|
|
Subject:
Exact CSV file format specification (as exported from Microsoft Office 2002)
Category: Computers > Programming Asked by: tomazos-ga List Price: $5.00 |
Posted:
26 Jul 2004 23:50 PDT
Expires: 25 Aug 2004 23:50 PDT Question ID: 379536 |
I'm looking for the technical file format specification for the "CSV format" as reffered to in Microsoft Excel and Microsoft Outlook as: 1. "Comma Seperated Values (DOS)" Outlook 2002 on Win XP File menu > Import and Export > Export to file 2. "Comma Seperated Values (Windows)" Outlook 2002 on Win XP File menu > Import and Export > Export to file 3. "CSV (Comma delimited)" Microsoft Excel 2002 on Win XP File menu > Save as 4. "CSV (MS-DOS)" Microsoft Excel 2002 on Win XP File menu > Save as 5. "CSV (Macintosh)" Microsoft Excel 2002 on Win XP File menu > Save as What is the precise character set, format and escape characters that each of these five file formats uses? |
|
There is no answer at this time. |
|
Subject:
Re: Exact CSV file format specification (as exported from Microsoft Office 2002)
From: dreamboat-ga on 27 Jul 2004 08:30 PDT |
Perhaps I misunderstand the question because I'm not sure what "format" and "escape" characters are. However, to my knowledge, CSV files are nothing more than ascii text files, which means the font is courier and 12 pt. If necessary, I am happy to create a sample file, except from a Mac of course. |
Subject:
Re: Exact CSV file format specification (as exported from Microsoft Office 2002)

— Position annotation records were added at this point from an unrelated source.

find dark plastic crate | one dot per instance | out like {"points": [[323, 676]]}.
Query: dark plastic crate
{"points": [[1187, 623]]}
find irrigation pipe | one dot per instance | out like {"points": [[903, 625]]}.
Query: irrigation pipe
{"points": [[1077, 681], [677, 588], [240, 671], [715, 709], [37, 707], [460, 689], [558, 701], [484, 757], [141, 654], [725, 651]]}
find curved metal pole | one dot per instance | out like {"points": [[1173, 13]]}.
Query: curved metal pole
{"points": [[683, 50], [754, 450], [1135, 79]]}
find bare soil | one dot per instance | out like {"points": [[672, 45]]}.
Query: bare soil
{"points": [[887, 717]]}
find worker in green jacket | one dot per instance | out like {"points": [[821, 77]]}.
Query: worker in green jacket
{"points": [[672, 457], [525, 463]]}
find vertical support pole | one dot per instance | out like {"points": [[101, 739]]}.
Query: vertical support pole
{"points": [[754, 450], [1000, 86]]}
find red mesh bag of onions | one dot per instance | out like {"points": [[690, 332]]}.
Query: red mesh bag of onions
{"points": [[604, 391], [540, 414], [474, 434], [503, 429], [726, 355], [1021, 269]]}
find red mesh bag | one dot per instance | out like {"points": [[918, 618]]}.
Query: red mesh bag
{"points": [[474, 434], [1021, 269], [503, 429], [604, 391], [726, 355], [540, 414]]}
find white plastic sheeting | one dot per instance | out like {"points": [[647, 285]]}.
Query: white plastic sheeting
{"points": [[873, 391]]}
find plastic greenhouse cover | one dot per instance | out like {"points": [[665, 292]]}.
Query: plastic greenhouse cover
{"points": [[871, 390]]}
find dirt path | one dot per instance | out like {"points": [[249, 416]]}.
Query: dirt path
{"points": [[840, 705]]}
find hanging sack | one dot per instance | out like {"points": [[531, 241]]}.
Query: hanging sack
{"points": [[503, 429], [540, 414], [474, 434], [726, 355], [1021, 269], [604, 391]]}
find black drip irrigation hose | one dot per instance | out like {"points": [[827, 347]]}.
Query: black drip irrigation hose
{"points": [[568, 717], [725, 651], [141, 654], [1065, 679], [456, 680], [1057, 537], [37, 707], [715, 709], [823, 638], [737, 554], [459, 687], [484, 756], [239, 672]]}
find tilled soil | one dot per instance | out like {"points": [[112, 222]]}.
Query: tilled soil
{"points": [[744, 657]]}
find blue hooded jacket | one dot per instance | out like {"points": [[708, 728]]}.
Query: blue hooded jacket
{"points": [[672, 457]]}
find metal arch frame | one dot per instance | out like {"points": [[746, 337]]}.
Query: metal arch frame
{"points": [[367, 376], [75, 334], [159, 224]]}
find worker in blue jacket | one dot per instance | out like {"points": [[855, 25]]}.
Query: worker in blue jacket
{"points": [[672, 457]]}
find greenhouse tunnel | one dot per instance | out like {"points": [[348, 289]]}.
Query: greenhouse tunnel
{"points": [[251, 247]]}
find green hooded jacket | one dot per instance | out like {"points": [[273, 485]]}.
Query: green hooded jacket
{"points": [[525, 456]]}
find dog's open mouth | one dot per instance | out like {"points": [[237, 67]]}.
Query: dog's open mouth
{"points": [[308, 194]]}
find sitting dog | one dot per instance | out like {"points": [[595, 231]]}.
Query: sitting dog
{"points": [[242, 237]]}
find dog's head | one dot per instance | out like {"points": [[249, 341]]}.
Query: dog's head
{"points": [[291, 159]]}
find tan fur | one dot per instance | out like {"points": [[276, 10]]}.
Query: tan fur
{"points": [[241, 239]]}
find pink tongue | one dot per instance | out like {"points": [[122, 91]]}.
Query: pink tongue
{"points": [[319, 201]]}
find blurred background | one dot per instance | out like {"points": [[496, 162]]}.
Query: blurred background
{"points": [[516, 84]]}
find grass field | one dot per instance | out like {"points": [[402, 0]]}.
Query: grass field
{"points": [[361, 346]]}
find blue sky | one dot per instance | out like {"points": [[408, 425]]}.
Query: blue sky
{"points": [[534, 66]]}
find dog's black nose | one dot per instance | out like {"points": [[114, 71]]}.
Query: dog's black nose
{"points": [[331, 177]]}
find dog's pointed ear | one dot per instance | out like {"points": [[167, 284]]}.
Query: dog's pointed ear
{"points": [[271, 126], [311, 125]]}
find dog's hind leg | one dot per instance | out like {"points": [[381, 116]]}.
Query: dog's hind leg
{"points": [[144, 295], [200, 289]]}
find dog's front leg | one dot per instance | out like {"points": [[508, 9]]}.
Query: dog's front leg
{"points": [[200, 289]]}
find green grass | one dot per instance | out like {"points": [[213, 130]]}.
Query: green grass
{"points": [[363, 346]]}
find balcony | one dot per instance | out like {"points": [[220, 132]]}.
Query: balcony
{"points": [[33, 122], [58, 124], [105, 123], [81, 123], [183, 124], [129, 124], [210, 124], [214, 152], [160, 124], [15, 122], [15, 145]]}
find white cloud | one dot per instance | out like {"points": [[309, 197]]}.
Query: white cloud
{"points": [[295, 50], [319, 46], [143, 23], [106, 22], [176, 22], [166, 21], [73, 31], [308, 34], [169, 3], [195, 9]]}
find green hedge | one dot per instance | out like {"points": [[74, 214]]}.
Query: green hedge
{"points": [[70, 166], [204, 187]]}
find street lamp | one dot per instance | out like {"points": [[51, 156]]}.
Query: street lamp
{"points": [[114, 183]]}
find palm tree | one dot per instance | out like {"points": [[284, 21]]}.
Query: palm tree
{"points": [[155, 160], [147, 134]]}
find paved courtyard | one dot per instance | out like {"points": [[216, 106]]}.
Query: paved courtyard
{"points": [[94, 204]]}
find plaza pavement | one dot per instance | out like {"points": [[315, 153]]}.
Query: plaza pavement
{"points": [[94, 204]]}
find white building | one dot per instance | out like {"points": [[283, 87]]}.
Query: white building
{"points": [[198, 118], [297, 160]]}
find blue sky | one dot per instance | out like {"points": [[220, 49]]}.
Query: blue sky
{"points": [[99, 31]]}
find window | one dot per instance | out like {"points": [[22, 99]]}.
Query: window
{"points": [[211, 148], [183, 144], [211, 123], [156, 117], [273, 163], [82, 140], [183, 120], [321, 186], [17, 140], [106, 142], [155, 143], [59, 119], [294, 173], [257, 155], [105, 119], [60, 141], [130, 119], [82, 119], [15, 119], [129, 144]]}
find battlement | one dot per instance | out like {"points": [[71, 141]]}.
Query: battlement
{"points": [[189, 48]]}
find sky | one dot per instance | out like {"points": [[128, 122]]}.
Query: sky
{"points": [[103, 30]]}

From: crythias-ga on 27 Jul 2004 09:58 PDT |
The precise character set is most likely UTF-7 (7-bit ANSI/ASCII), primarily all normal printable characters on a US keyboard. The difference between windows, dos, and MAC are all regarding termination (End of Record) characters. In each case of CSV export, you are given the options of field termination (tab, comma, fixed width, etc.) and a character that designates text fields (Usually quotation marks). By default, a text field has " on either side of the entry, though it is possible to not use quotes. The quotes are helpful when you are using a comma delimeter and have a comma in a text field, which you don't want to delimit (break apart into multiple fields). By default, Windows CSV adds both a carriage return {(CR), chr$(13), ^M, (ctrl-M)} and a line feed {(LF), chr$(10), ^J, (ctrl-J)} to the end of a record. A Macintosh format uses (IIRC) just a carriage return for end of line/end of record. A DOS format may only use a line feed. In general, this matters not a lot with import/export. However, if you've used text editors in linux/unix, you can see ^M's everywhere (carriage returns) opening a windows text file, whereas sometimes you'll see unwrapped lines in windows text editors opening a unix doc. |
Subject:
Re: Exact CSV file format specification (as exported from Microsoft Office 2002)
From: crythias-ga on 27 Jul 2004 10:00 PDT |
http://www.websiterepairguy.com/articles/os/crlf.html |
Subject:
Re: Exact CSV file format specification (as exported from Microsoft Office 2002)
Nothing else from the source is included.